Ganglerin bu şekilde kahramanlaştırılması, protestocu grupların baskılarının artmasına neden oldu. Bu baskılar karşısında, gangster filmleri ilgi görmemeye başladı. 1933 yılıyla beraber, gang filmleri örgütlü yasadışı suçluları, suçların nasıl işlendiğini anlatmak yerine, konuya ahlakçı yönden yaklaşmaya, suç ve suçluların nasıl engellenebileceğini anlatmaya başladı. “Bundan böyle bu tür filmlerde yasa adamları; FBI ajanlarıyla G-Men’ler kahramanlaştırılıyorlardı. ‘Gang’ filmleri, bu kez de yaşama bir başka açıdan bakmakla yeniden seyirci gündemine geldi.” (Kakınç,1993:44)

HAYS KODLARININ GANGSTER FİLMLERİNE ETKİSİ

1930’lu yıllardan itibaren, Katolik kilisesinin Hollywood üstündeki baskısı artmaya başlamıştı ve filmlere bazı kurallar getirildi. Bu kurallara uymayan filmlerin gösterimleri engellenmektekiydi. Filmlerdeki kaliteyi korumak amacıyla konulan sansür mekanizmasına göre; cinayet, alkol, uyuşturucu, sevişme sahneleri, tecavüz, cinsel sapkınlık, küfürlü konuşma, tanrıya saygısızlık eden resimler ve sözler, çıplaklık, cinsel içerikli dans sahnelerinin gösterimi yasaklandı. Amerikan bayrağı ve ulusa mal olmuş kişilerin adil bir şekilde gösterimi desteklendi.

1935 yapımı G-Men “iyi adamların” hikâyesini anlatıyordu. Bullets or Ballots’ta (1936) dedektif Edward, kimliğini gizleyip New York yer altı dünyasına giriyordu. Anatole Litvak, The Amazing Dr. Clitterhouse’da (1938) suç uzmanı Robinson’un Rock Valentine çetesine katılış hikâyesini anlatıyordu.

WARNER BROS STARLARI CAGNEY ve BOGART: KADROLU GANGLER

1930-1939 yılları arasında Cagney, otuz iki filmde rol aldı. Bunların en önemlileri The Mayor of Hell (1933), The G-Men (1935), Angels with Dirty Faces (1938) ve dönemin son filmi olan Bogart’la beraber oynadığı The Roaring Twenties’tir (1939). Cagney’in karakterlerine bakıldığında onun için suç, bir serüven, bir oyundur. En zor durumda bile espri yapmaktan geri durmaz.

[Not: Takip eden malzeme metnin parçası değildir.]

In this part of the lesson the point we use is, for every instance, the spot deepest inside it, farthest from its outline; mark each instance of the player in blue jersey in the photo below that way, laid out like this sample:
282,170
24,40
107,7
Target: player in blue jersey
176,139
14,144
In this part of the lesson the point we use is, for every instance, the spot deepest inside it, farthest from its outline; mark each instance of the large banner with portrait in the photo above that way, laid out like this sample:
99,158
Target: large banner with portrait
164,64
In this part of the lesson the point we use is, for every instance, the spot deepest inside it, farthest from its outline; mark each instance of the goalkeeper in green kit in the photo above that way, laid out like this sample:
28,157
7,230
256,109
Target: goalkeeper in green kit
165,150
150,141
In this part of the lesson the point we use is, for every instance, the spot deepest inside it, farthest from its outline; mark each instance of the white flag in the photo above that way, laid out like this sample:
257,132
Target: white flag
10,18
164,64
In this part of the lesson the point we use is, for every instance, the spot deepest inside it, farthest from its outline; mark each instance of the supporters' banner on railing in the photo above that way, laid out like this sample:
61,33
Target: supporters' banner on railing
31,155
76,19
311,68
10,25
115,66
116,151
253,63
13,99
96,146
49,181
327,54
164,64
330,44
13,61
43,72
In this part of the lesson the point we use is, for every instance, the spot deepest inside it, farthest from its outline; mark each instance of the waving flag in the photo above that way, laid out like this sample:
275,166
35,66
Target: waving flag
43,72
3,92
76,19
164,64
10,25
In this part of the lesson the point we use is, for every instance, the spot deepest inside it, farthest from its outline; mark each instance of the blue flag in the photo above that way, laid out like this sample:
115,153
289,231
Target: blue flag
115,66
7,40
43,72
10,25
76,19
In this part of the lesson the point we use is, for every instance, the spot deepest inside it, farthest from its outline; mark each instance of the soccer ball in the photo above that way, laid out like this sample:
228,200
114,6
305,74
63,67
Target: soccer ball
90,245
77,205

Bogart’ın karakterleri ise Cagney’inkilerden farklıydı. Zaten senaryolar ilk başta Cagney ve Robinson’a okutuluyordu. “Bogart, sinema ‘gang’larına yeni bir boyut getirmişti. Onun çizdiği tiplerde Robinson’daki o açık seçik görülen servet ve iktidar tutkusu bulunmadığı gibi, Cagney türü; yetkililere karşı tehlikeli bir oyunu delice sürdürme amacı da yoktu. Aslında Bogart’ın tiplerinde seçme yapmak için bırakılan pay çok kısıtlıdır. Dönemin bir yaratığıydı o. Ekonomik bunalım günlerinin insanıydı. ABD kentlerinin aşırı kalabalıklaşması, işçi evlerinde zar zor barınanların o ‘sefil’ yaşamı… İşte Bogart kimliğini yaratmak ve o insanı suça doğru itmek için hepsi bir araya gelen koşullar bunlardır.”(Kakınç,1993:46) The Petrified Forest (1936) filmi dâhil sonraki üç yıl içinde yirmi dokuz filmde rol aldı. Angels with Dirty Faces ve Roaring Twenties’te Cagney ile rol aldı.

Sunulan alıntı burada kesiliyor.